The DCLP was established in 2010 by then-Chancellor Victor Dzau, MD, and is operated by the School of Medicine’s Office of Faculty with the support of the chancellor’s office. Its six-month curriculum provides training to clinical faculty interested in developing skills that will position them for leadership roles. Program fellows explore topics including strategy and health policy, funds flow and operations at Duke, negotiation, and managing personnel.

In addition to classwork, fellows participate in group projects designed to build teamwork and put their skills into practice. The projects are designed to generate actionable improvements in areas such as clinical rotations and electronic health record management.

Cary WardCary Ward

“Often, when leaders need something important done, they call on the same few people,” says Cary Ward, MD, associate professor of medicine and faculty director of the program. “The point of this program is to develop new leaders. We’re creating a pool of trained people that administrators can draw on when they need to fill important roles.”

A decade ago, says Klotman, this sort of dedicated pipeline from the clinic to administration was unheard-of.

“Now we have physicians and residents who come here because they know this pathway is available,” she says. “Faculty learn how to be leaders in an academic medical center. It’s a complete win-win.”

The team projects have one important ancillary benefit: they spark partnerships—sometimes lasting ones—among people whose paths might otherwise never have crossed.

“People from very diverse areas work together,” Ward says. “When the course is over, people often tell us they want the opportunity to keep working with some of their teammates. It’s all about developing relationships that cross hospitals, departments, and divisions.”

WAVE OF THE FUTURE

Building One Duke out of the disparate parts of an institution as large and multifaceted as this one isn’t easy.

“You do it one program at a time,” Klotman says. “Some are harder than others. Sometimes you have to break down some barriers and put together teams of people who don’t traditionally work together. But if you get smart people together and try new things, good things happen.

And then you build on your successes.”And the successes are happening, says DIHI’s Balu.
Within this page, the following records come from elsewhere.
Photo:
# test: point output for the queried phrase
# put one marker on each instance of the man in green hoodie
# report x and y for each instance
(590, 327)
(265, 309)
"Health care is now a transdisciplinary space.
The institutions that capitalize on that are going to lead the way."

-Suresh Balu

“This is a new way of doing things,” he says. “Health care is now a transdisciplinary space. The institutions that capitalize on that are going to lead the way. At many institutions, the medical school doesn’t talk to the rest of the campus, and the rest of the campus doesn’t talk to the health care delivery units. Here, we are enabling a new model that taps into every part of the institution to come up with the best solutions. This is the wave of the future, and Duke is out in front.

"Even as they work to break down barriers to partnerships within Duke Health, Klotman and her team are actively engaging the broader Duke universe.“Imagine the potential of world-class engineers, data scientists, policy experts, and others across campus working side by side with Duke School of Medicine faculty,” Klotman says. “That’s the world we’re building.”